Hey there, any changes since we last spoke? We’ve seen similar behaviour with one other device type in the field but haven’t reproduced it internally or determined a root cause, so I appreciate you taking the time to troubleshoot!

  • Any changes noticed on the development devices that were upgraded?
  • What kind of network management tasks are you performing on these interfaces? This may impact how the engine responds to interface changes.
  • Is your project open-source or do you have a simplified version we could run internally to reproduce?
  • Was it reproduced on any of the devices with persistent logging?

The other device in the field encountering a similar issue is a custom ARM-based device, with containers that crash/restart frequently. So there are differences to be sure and we haven’t found a common element yet.

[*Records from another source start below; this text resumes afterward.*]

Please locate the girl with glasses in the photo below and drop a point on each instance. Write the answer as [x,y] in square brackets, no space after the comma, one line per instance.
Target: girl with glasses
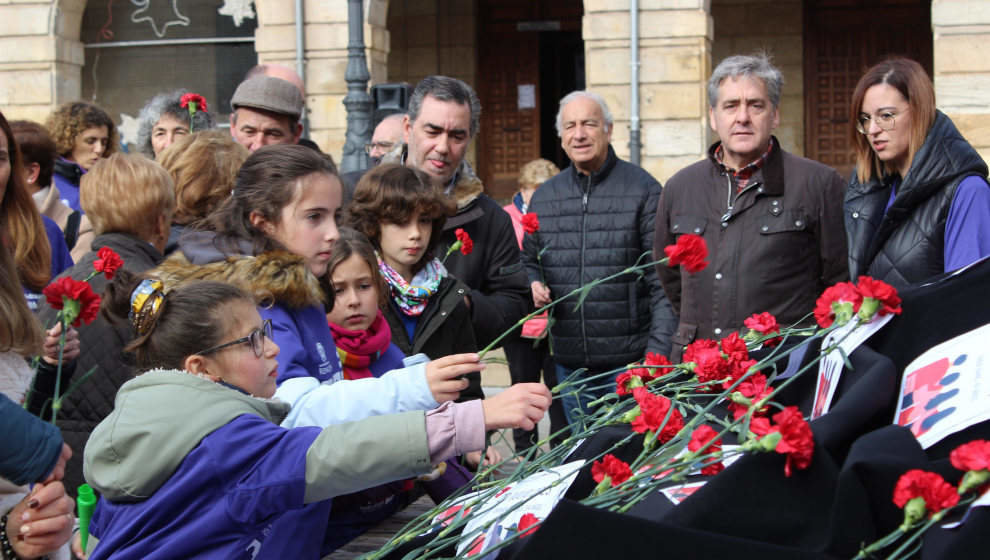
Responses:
[192,462]
[918,203]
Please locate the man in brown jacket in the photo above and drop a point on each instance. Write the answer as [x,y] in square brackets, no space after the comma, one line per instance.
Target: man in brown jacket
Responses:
[772,220]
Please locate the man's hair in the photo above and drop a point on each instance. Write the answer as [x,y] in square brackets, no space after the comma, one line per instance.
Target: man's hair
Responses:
[445,88]
[754,66]
[127,193]
[606,114]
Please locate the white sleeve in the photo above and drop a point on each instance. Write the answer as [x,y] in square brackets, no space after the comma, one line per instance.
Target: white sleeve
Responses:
[321,405]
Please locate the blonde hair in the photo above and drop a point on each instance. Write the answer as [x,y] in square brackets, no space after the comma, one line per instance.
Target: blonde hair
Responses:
[20,331]
[127,193]
[204,167]
[536,172]
[21,225]
[910,79]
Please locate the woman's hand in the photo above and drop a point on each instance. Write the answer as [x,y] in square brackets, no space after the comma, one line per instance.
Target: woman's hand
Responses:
[42,522]
[519,406]
[444,376]
[59,471]
[52,336]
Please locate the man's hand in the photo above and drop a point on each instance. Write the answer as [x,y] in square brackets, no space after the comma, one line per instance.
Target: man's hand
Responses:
[519,406]
[42,522]
[444,376]
[541,294]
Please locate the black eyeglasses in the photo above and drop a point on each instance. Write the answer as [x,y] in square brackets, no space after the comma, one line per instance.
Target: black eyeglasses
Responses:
[256,339]
[383,146]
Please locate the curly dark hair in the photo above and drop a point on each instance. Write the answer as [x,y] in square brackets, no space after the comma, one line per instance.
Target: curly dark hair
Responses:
[391,194]
[71,119]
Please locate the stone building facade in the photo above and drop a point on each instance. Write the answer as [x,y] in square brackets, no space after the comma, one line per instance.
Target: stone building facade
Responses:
[42,60]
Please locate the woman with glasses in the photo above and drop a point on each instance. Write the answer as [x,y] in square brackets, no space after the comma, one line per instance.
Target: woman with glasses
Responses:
[918,203]
[130,200]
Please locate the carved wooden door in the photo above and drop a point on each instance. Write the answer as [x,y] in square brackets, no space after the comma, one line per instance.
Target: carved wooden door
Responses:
[842,39]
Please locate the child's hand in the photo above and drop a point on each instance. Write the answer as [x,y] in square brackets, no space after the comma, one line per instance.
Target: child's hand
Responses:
[519,406]
[77,546]
[52,337]
[41,522]
[444,375]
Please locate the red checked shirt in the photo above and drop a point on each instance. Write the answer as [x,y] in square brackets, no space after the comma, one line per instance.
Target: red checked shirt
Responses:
[741,177]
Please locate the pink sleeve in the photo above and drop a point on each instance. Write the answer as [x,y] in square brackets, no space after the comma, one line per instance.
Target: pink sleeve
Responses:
[454,429]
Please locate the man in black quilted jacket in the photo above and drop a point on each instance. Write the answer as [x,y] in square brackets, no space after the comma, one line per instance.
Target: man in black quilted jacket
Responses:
[596,219]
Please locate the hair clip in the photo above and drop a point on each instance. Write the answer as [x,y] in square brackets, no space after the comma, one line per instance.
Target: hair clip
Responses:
[146,302]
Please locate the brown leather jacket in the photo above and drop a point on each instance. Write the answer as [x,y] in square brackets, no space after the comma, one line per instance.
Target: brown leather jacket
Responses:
[773,247]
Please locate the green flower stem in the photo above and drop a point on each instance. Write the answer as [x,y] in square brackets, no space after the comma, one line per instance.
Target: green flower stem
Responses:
[56,397]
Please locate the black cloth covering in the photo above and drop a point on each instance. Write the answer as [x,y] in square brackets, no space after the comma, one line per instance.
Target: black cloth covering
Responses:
[840,503]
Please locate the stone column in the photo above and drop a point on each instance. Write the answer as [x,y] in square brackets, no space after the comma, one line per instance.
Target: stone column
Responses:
[962,68]
[325,55]
[41,57]
[675,44]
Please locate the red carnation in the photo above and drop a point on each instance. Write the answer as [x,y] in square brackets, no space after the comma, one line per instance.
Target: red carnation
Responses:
[916,483]
[467,245]
[711,366]
[644,374]
[693,350]
[754,388]
[653,412]
[735,347]
[699,438]
[972,456]
[76,299]
[199,100]
[108,262]
[797,440]
[690,251]
[531,223]
[837,303]
[765,324]
[628,380]
[760,426]
[737,369]
[613,467]
[878,297]
[528,524]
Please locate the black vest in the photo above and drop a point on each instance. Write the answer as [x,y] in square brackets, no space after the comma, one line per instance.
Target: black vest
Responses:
[906,244]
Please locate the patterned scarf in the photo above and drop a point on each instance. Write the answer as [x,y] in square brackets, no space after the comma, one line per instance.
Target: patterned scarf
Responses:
[411,297]
[359,349]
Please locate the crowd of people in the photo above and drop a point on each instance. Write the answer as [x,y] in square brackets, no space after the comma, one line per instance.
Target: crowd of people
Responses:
[288,355]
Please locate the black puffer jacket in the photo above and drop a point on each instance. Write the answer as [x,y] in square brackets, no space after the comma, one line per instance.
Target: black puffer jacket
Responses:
[101,346]
[592,227]
[906,244]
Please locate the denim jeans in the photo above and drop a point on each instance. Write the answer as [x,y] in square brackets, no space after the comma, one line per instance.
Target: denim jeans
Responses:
[578,400]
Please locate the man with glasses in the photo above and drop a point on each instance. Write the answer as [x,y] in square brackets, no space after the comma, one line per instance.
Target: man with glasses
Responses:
[387,135]
[772,221]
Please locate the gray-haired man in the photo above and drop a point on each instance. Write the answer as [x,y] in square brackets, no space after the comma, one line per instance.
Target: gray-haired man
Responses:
[772,220]
[596,219]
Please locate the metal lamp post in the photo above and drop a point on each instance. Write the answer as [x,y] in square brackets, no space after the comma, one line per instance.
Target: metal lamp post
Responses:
[357,101]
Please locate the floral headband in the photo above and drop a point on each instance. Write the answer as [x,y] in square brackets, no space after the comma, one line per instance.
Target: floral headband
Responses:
[146,302]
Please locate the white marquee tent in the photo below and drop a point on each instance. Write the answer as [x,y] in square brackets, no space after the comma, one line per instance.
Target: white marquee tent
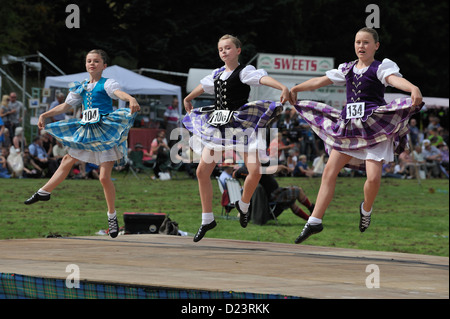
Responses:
[131,83]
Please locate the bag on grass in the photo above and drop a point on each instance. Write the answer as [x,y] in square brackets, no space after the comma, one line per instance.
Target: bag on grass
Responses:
[169,227]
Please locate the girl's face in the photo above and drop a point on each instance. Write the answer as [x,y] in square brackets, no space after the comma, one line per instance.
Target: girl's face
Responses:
[94,63]
[228,51]
[365,46]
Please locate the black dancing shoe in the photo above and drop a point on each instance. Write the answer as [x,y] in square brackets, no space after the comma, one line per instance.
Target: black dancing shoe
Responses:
[243,217]
[36,197]
[203,229]
[364,221]
[307,231]
[113,225]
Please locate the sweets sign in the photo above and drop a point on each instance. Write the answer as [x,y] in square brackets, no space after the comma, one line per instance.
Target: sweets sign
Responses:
[294,64]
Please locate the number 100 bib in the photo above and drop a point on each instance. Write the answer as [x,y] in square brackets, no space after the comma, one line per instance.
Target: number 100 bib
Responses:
[90,116]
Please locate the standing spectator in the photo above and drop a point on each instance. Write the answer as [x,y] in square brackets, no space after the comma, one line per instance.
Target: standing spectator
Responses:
[2,132]
[172,119]
[19,139]
[5,112]
[18,112]
[59,100]
[414,131]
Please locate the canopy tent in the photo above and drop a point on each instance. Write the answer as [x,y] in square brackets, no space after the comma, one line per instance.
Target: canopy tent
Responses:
[430,102]
[131,83]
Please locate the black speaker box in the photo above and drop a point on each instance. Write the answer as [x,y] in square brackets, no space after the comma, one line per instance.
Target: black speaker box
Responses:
[143,223]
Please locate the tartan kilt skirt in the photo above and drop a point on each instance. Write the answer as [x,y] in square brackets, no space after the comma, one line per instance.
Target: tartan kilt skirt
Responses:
[112,130]
[386,122]
[240,133]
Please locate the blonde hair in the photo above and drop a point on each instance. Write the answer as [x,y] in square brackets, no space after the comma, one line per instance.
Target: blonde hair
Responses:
[233,39]
[102,53]
[372,31]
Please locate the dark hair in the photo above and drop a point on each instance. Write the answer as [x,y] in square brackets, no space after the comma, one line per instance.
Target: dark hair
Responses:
[102,53]
[372,31]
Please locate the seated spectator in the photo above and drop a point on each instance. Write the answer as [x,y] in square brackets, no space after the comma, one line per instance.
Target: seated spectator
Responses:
[284,197]
[292,160]
[2,132]
[4,173]
[40,156]
[432,157]
[302,169]
[19,139]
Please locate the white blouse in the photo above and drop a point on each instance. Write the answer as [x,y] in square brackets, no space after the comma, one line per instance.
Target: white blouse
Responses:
[386,68]
[248,75]
[111,85]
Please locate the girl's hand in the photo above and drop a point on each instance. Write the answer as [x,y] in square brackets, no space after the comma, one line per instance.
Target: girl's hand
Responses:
[292,97]
[134,106]
[284,95]
[187,106]
[41,122]
[416,96]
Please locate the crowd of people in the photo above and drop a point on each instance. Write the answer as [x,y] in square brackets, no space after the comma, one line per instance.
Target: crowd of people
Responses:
[41,157]
[296,148]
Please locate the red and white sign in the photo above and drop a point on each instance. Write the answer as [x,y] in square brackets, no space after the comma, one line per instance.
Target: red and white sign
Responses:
[290,64]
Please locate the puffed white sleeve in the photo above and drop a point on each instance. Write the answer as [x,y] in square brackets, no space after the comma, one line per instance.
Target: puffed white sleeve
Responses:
[208,83]
[251,76]
[387,68]
[110,87]
[74,99]
[337,76]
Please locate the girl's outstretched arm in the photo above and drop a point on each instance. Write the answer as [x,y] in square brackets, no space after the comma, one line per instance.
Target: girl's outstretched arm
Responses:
[133,104]
[187,100]
[309,85]
[269,81]
[405,85]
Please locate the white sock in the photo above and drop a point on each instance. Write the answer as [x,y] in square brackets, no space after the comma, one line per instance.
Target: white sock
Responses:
[42,192]
[364,212]
[314,220]
[111,215]
[243,206]
[207,218]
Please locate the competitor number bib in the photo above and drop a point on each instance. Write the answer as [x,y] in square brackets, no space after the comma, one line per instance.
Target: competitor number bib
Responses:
[90,116]
[354,110]
[220,117]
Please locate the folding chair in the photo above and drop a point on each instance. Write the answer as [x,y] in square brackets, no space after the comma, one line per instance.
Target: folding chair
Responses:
[272,206]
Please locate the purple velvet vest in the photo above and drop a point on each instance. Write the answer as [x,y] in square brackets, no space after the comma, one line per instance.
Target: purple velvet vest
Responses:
[365,88]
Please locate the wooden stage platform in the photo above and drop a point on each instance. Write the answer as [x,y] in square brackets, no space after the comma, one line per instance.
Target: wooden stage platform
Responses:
[231,265]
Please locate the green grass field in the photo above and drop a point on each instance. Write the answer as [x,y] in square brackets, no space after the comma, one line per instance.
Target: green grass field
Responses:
[409,217]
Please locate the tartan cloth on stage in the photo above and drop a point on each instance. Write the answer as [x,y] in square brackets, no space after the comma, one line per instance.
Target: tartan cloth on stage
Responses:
[242,129]
[386,121]
[112,130]
[16,286]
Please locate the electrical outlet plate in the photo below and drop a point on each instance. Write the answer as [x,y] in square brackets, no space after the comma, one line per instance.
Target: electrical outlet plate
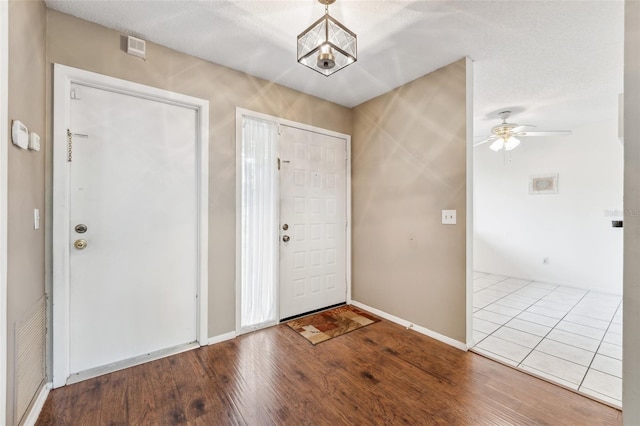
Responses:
[448,217]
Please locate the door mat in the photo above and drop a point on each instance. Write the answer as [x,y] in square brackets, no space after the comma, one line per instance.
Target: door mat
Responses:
[335,322]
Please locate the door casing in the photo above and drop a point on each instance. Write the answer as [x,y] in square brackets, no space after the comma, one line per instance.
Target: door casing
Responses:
[64,76]
[240,113]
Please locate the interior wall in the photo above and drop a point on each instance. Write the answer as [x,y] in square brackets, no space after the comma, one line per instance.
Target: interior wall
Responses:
[514,231]
[84,45]
[631,300]
[408,164]
[25,269]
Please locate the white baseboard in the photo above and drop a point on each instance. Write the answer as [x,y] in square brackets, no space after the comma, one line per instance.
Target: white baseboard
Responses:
[36,408]
[409,325]
[221,338]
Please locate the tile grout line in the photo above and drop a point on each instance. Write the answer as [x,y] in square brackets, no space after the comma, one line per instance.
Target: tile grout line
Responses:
[553,328]
[598,348]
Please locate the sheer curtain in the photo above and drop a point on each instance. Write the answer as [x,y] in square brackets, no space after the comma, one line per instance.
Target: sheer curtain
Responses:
[259,263]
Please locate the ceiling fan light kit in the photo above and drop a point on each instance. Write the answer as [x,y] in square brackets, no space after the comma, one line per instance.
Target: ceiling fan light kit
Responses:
[504,134]
[327,46]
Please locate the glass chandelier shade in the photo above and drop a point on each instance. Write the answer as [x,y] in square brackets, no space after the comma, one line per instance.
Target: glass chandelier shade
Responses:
[327,46]
[507,144]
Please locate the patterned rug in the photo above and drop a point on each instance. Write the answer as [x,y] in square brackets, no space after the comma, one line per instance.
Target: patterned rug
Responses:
[335,322]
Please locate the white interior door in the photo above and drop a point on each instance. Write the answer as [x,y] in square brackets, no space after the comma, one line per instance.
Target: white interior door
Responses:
[133,184]
[313,219]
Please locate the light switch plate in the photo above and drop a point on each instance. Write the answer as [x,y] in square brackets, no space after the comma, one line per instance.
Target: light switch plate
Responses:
[448,217]
[34,141]
[19,134]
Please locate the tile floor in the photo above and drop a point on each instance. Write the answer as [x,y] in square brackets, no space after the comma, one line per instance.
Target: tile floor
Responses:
[567,335]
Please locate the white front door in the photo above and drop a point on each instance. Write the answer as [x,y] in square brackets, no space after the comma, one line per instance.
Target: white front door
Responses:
[313,221]
[133,199]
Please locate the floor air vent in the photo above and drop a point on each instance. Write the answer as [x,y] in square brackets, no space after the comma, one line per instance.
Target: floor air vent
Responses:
[30,335]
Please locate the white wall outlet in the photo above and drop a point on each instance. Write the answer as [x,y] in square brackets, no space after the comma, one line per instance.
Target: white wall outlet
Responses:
[448,217]
[36,218]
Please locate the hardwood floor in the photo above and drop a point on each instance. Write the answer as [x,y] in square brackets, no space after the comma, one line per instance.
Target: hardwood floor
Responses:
[380,374]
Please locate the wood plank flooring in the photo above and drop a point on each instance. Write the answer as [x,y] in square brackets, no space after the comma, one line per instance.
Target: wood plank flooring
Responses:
[382,374]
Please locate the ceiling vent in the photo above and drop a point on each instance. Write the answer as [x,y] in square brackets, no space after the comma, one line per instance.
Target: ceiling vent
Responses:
[137,47]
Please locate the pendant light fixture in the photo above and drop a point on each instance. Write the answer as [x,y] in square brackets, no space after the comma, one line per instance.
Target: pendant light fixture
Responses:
[327,46]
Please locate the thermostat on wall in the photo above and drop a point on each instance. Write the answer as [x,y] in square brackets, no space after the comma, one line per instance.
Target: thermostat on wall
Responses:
[19,134]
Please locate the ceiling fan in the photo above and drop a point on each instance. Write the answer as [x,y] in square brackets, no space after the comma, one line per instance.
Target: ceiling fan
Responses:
[505,135]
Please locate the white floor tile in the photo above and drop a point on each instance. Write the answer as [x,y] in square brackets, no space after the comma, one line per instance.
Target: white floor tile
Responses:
[495,277]
[607,365]
[512,303]
[538,319]
[545,286]
[481,283]
[516,336]
[553,313]
[484,326]
[601,397]
[566,352]
[574,340]
[504,348]
[603,383]
[504,310]
[495,357]
[478,336]
[613,338]
[590,322]
[528,327]
[616,328]
[549,377]
[582,330]
[565,370]
[492,316]
[610,350]
[520,298]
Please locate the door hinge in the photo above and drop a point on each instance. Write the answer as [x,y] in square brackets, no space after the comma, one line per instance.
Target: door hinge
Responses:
[69,146]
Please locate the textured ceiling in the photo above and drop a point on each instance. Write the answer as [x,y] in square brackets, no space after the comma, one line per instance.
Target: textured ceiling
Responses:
[556,64]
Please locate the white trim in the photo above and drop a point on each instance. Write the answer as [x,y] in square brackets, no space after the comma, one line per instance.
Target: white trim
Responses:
[469,222]
[36,408]
[222,338]
[63,77]
[4,188]
[410,326]
[240,113]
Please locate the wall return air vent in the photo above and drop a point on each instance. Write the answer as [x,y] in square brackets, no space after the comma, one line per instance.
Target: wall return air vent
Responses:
[137,47]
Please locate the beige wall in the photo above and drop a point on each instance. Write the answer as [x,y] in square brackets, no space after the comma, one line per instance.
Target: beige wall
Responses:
[631,288]
[25,270]
[84,45]
[408,164]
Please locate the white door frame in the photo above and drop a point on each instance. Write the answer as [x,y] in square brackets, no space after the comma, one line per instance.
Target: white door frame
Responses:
[63,77]
[240,113]
[4,187]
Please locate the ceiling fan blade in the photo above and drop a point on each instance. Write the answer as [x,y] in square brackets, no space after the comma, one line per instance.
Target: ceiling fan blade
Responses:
[521,127]
[489,139]
[547,133]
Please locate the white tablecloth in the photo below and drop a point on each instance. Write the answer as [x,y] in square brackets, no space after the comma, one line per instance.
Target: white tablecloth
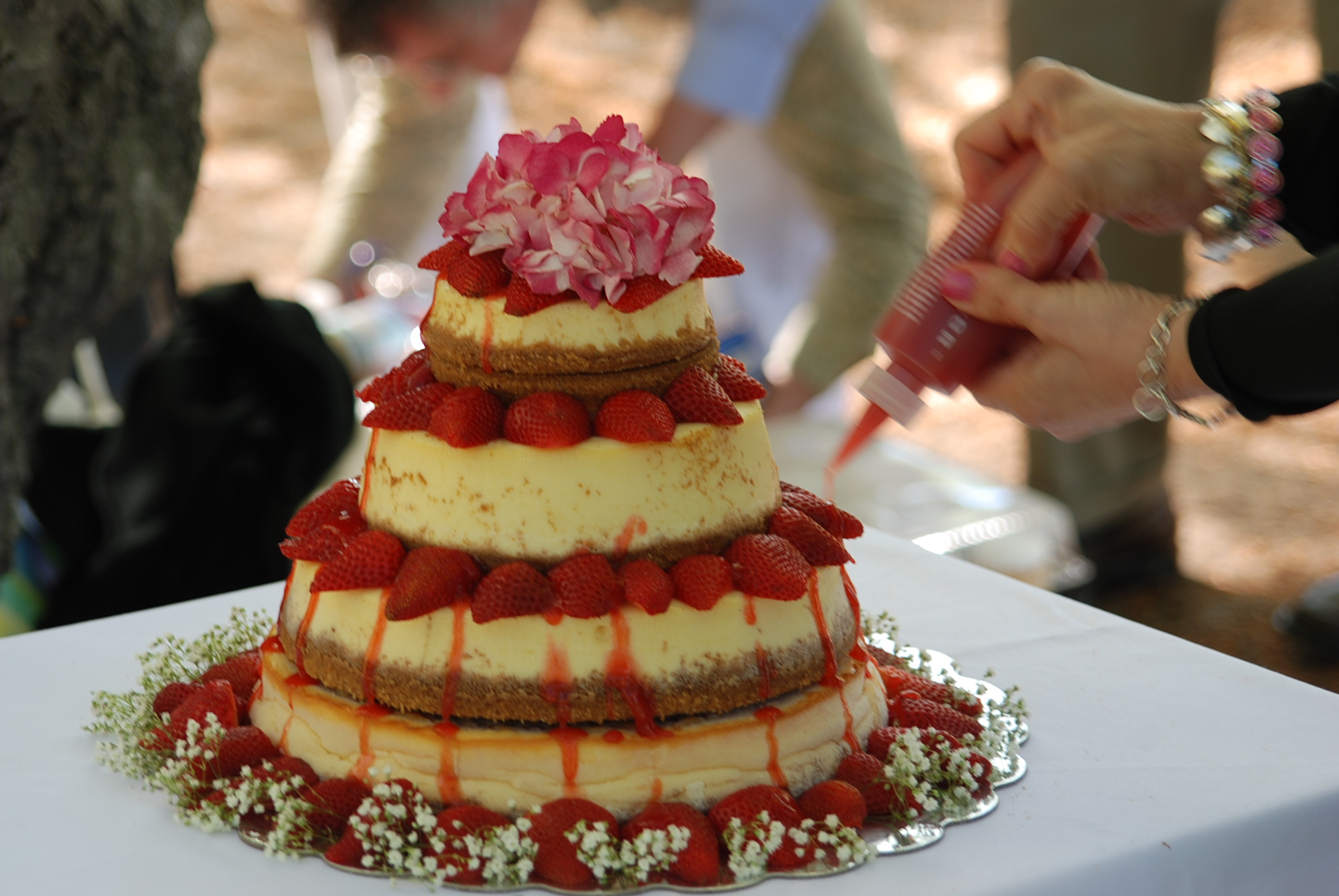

I don’t see that I mentioned this above, but I just double-checked that the balena-engine version did NOT change between v2.58.4 and v2.68.1 so this would indicate something else in the OS/kernel that changed.

For this ones we had to make a custom build of BalenaOS because the lack of support for Nvidia Drivers and Kernel 5.9 at the time of the build. But we only added that, we did not modified or take out anything related to the Supervisor or Balena Engine, we just added the stuff we needed. On this devices we almost never, not to say 100% of the time, we do not see these issues.

Maybe I missed this in our thread above, but are the devices at v2.68.1 also running a custom OS build with modifications for drivers/kernel? If so, is it possible to run your application on an official image from our balenaOS downloads page, or will that break all functionality? Can we see the changes you made to the image?